EmbarkStudios / crash-handling

Collection of crates to deal with crashes
Apache License 2.0
138 stars 13 forks source link

Crash handler crashing will hang. #82

Open kkartaltepe opened 8 months ago

kkartaltepe commented 8 months ago

If you panic in the crash handler you will re-enter the crash handler, this is blocked by a mutex in crash_handler::linux::state::signal_handler. In cases of mixed runtimes e.g CPP+Rust even innocuous things like std::process::exit in a crash handler will crash.

If we are considering crashing already I think it may be reasonable to consider crashing while crashing and give the author an opportunity to handle it. Mostly I was looking at this to model some windows utilities we already have that do this on linux, but I do think a mutex by default is pretty reasonable.

This would violate #79 because we could reenter the function before we finish crashing.

Jake-Shadle commented 8 months ago

I think it's made fairly clear in the documentation that as little work should be done in the crashevent callback since it is running in a compromised context, eg std::process::exit calls libc::exit which not async signal safe so it's not even guaranteed that your example scenario would not lead to undefined behavior if the handler was changed to allow reentrancy or some other strategy.

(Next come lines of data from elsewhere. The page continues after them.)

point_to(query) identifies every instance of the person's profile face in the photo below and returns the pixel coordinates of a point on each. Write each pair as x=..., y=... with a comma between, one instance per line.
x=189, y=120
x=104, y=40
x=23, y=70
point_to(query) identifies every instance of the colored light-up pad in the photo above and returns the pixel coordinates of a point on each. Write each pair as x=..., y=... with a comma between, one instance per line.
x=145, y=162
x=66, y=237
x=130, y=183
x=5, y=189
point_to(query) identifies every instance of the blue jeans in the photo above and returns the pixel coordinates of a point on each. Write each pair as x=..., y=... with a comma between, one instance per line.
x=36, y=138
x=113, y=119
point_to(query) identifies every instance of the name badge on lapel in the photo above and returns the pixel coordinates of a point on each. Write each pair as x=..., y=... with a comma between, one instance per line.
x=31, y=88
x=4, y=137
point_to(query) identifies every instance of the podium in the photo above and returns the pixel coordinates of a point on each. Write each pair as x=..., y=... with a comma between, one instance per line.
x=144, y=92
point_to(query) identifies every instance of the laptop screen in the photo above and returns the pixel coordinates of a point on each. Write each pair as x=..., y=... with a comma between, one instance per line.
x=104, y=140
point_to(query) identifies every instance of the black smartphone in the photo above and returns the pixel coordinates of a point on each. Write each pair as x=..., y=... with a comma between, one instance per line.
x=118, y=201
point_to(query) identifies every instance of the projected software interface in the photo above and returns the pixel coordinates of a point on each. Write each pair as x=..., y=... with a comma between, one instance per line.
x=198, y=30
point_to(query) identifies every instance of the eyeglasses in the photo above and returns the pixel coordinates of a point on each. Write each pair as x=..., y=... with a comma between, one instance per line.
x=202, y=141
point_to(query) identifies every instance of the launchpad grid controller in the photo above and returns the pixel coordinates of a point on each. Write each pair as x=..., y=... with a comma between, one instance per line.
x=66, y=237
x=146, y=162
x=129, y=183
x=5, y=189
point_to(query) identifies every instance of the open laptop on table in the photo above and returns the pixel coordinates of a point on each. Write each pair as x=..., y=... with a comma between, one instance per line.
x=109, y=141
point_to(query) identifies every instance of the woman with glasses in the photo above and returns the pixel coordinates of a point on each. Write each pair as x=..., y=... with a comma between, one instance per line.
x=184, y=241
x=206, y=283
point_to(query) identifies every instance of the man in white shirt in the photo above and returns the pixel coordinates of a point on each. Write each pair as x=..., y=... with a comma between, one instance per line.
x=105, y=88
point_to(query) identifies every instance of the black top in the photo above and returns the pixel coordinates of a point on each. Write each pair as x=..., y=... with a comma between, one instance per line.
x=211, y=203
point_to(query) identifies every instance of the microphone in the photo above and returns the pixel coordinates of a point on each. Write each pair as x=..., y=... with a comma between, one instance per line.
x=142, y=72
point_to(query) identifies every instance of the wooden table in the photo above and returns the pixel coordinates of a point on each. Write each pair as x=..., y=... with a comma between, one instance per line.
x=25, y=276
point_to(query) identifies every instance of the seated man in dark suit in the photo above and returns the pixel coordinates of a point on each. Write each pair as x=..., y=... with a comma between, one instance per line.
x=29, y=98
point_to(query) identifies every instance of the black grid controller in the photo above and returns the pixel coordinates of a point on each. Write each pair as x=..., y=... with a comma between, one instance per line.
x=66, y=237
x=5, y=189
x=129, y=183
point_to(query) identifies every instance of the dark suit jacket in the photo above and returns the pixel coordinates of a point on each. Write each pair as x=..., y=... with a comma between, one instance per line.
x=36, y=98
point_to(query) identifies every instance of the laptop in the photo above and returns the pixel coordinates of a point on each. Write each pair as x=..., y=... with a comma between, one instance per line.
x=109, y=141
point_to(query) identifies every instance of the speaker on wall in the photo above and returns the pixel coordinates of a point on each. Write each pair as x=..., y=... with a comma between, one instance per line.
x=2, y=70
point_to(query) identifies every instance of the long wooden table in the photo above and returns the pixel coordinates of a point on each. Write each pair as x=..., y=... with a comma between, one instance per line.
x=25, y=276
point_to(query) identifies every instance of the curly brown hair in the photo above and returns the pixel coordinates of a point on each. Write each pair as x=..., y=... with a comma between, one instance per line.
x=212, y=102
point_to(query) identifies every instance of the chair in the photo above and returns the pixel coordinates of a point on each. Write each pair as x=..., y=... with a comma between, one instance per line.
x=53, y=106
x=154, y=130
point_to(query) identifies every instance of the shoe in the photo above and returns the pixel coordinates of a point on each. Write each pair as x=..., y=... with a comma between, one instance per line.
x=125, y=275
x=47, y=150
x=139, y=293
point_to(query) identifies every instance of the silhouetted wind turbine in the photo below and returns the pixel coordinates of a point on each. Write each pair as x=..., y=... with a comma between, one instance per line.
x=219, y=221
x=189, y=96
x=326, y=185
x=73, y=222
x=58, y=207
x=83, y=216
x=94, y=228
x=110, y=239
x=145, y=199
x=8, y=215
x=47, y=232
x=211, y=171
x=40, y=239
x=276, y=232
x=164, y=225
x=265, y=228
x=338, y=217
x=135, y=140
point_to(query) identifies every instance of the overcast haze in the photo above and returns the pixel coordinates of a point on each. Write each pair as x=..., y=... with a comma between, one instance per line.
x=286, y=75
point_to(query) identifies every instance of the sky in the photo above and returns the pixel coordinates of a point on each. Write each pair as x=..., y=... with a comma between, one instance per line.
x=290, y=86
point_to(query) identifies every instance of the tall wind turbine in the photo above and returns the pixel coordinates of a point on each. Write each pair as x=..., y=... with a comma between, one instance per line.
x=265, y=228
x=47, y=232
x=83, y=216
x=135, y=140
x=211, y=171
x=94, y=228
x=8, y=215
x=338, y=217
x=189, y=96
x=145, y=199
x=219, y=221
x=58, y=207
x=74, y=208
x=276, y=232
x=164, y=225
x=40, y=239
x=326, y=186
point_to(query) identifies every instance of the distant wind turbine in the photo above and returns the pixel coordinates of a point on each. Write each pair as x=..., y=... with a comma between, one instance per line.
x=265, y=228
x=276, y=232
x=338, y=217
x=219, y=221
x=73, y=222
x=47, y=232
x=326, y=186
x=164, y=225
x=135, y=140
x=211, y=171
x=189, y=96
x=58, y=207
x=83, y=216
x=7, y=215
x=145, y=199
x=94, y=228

I'm inclined to close this, and possibly implement detection of this scenario and aborting the process, as I don't see how allowing this scenario would make sense. If the user callback has already crashed in the first call, why would the crash handler expect that second call would not also crash?

This would violate https://github.com/EmbarkStudios/crash-handling/issues/79 because we could reenter the function before we finish crashing.

That's only relevant if you use the helper that was added to support the user(s) who want FnOnce.

kkartaltepe commented 8 months ago

possibly implement detection of this scenario and aborting the process, as I don't see how allowing this scenario would make sense. If the user callback has already crashed in the first call, why would the crash handler expect that second call would not also crash?

This is basically what I am proposing as the bug fix. I cannot ensure that my crash handler completes and exits the process. I want to raise the chances I can crash successfully instead of the current situation where the process will remain hung in the crash handler.

One way is to allow the reentrance and let me the author of the code do something, like ignore further signals or abort. Or you could just force aborts in the library handler (but I do find the hanging behavior nice/interesting for debugging purposes).

I think it's made fairly clear in the documentation that as little work should be done in the crashevent callback since it is running in a compromised context, eg std::process::exit calls libc::exit which not async signal safe so it's not even guaranteed that your example scenario would not lead to undefined behavior if the handler was changed to allow reentrancy or some other strategy.

The point of the example is that crash handlers will not be failsafe, if you prefer we can use an example of panic! or SIGFPE or SIGSEGV or SIGBUS. As you say the program is compromised the unexpected can often happen, and id prefer to have the option of ending the program in this case.